Я вонзила ноготь в подушечку пальца через пластырь, подумав – если бы мама увидела, что происходит в моей голове, она испугалась бы еще больше.
– Все в порядке. Правда.
– Нет, не все.
– Мам, что ты хочешь услышать? Серьезно. Просто… что нужно сказать, чтобы ты успокоилась?
– Я не хочу успокаиваться. Я хочу, чтобы ты перестала страдать.
– Ну, таким способом проблему не решить. Все, мне пора готовиться к истории.
Я встала.
– Кстати, – добавила она, – мистер Майерс мне сегодня сказал, что твое сочинение по Колумбову обмену – лучшее из всех, которые он читал за время работы в школе.
– Он преподает всего два года.
– Четыре, но все-таки. Ты делаешь успехи, Аза Холмс. Большие успехи.
– Ты когда-нибудь слышала про Амхерст? – поинтересовалась я.
– Что?
– Амхерст. Колледж в Массачусетсе. Очень хороший, у него высокий рейтинг. Думаю, мне бы там понравилось, если поступлю.
Мама хотела что-то возразить, но передумала и вздохнула:
– Нужно посмотреть, где дают стипендии.
– Или колледж Сары Лоренс. Кажется, он тоже неплохой.
– Помни, Аза, во многих из этих заведений даже заявление подать стоит денег. Мы должны хорошенько подумать, а потом уже выбирать. Там сплошное жульничество, от начала и до конца. Ты платишь, чтобы выяснить, что тебе это не по карману. Нам нужно рассуждать здраво, а здраво – значит учиться рядом с домом, понимаешь? И не только из-за денег. Вряд ли ты захочешь жить вдали от знакомых мест.
– Да, – согласилась я.
– Ладно, я тебя поняла. Ты не хочешь разговаривать с матерью. Но я все равно тебя люблю.
Она послала мне воздушный поцелуй, и я наконец сбежала в свою комнату.
Мне и правда нужно было готовиться к истории, но много сил на это не ушло, и я все время думала, не послать ли сообщение Дэвису.
Я уже знала, что хочу или, по крайней мере, что думаю написать. Представляла, как печатаю, жму на «Отправить», и мое эсэмэс уже не вернешь, и я потею, и сердце колотится в ожидании ответа.
Я выключила свет, перевернулась на бок и закрыла глаза, но никак не могла избавиться от этой мысли, поэтому взяла телефон и написала: Когда ты сказал, что тебе нравится мое тело, что ты имел в виду?

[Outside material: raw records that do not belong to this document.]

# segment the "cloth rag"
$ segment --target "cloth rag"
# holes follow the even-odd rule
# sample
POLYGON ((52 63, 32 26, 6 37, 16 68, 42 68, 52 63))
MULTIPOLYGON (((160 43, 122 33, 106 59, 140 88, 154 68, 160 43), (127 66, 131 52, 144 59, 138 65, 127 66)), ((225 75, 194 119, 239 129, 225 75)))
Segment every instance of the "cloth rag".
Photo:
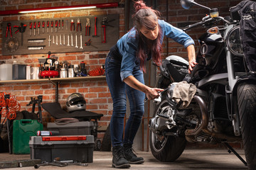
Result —
POLYGON ((178 103, 181 101, 182 103, 180 108, 186 108, 190 104, 194 95, 196 93, 196 86, 193 84, 188 84, 186 81, 178 82, 173 91, 172 98, 178 103))

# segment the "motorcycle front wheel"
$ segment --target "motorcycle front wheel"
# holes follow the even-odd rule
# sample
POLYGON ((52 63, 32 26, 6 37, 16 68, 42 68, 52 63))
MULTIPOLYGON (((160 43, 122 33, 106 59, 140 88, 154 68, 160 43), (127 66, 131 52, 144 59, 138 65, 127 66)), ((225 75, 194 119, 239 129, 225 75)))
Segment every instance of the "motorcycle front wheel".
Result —
POLYGON ((238 101, 247 166, 249 169, 256 169, 256 84, 238 85, 238 101))
MULTIPOLYGON (((162 101, 159 104, 154 113, 155 117, 159 109, 161 106, 166 106, 161 104, 166 101, 162 101)), ((165 136, 154 133, 151 130, 149 133, 149 145, 153 156, 161 162, 174 162, 177 159, 186 147, 186 140, 185 137, 165 136)))

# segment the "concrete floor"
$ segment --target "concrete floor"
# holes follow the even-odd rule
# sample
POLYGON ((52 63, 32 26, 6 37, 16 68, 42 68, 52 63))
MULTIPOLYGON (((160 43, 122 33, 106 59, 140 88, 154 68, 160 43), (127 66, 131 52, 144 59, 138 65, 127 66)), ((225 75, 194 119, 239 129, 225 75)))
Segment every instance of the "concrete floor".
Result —
MULTIPOLYGON (((242 149, 236 150, 240 156, 245 158, 242 149)), ((247 167, 233 153, 229 154, 226 149, 186 149, 181 156, 175 162, 164 163, 157 161, 150 152, 136 151, 138 157, 144 157, 144 164, 132 164, 129 169, 161 169, 161 170, 185 170, 185 169, 247 169, 247 167)), ((0 153, 0 162, 7 160, 28 159, 29 154, 9 154, 9 153, 0 153)), ((89 163, 87 166, 69 165, 65 167, 55 166, 40 166, 38 169, 115 169, 112 165, 112 152, 93 152, 93 163, 89 163)), ((32 170, 33 166, 4 169, 32 170)))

Пару секунд я ждала, когда он начнет печатать и на экране появится многоточие, но ничего не было, и я положила телефон на столик возле кровати. Мой мозг теперь замолчал, я выполнила то, что он от меня требовал, и я почти уснула, когда телефон зажужжал.
Он: Что оно мне нравится.
Я: А что именно в нем?
Он: Как твои плечи переходят в ключицы.
Он: И ноги. Мне нравится изгиб твоих икр.
Он: Мне нравятся твои кисти. Длинные пальцы и внутренняя сторона запястий, цвет кожи, вены под ней.
Я: А мне – твои руки.
Он: Они тонкие.
Я: Но сильные. Ты не против?
Он: Очень за.
Я: Значит, изгиб моих икр? Никогда не замечала, какие они.
Он: Красивые.
Я: И все?
Он: Мне нравится твоя попа. Очень-очень. Ты не против?
Я: Нет.
Он: Я заведу фанатский блог о твоей попе.
Я: Ужас.
Он: Буду писать рассказы, в которых твоя изумительная попа влюбляется в твои прекрасные глаза.
Я: Хаха. Ты сейчас все испортишь. Что ты писал… чуть раньше?..
Он: Что мне нравится твое тело. Твой живот, и ноги, и волосы. И мне нравится. Твое. Тело.
Я: Правда?
Он: Правда.
Я: Что со мной не так? Почему сообщения писать весело, а целоваться страшно?
Он: С тобой все нормально. Заедешь ко мне после школы в понедельник? Можно кино посмотреть.
Я помедлила и наконец ответила: Конечно.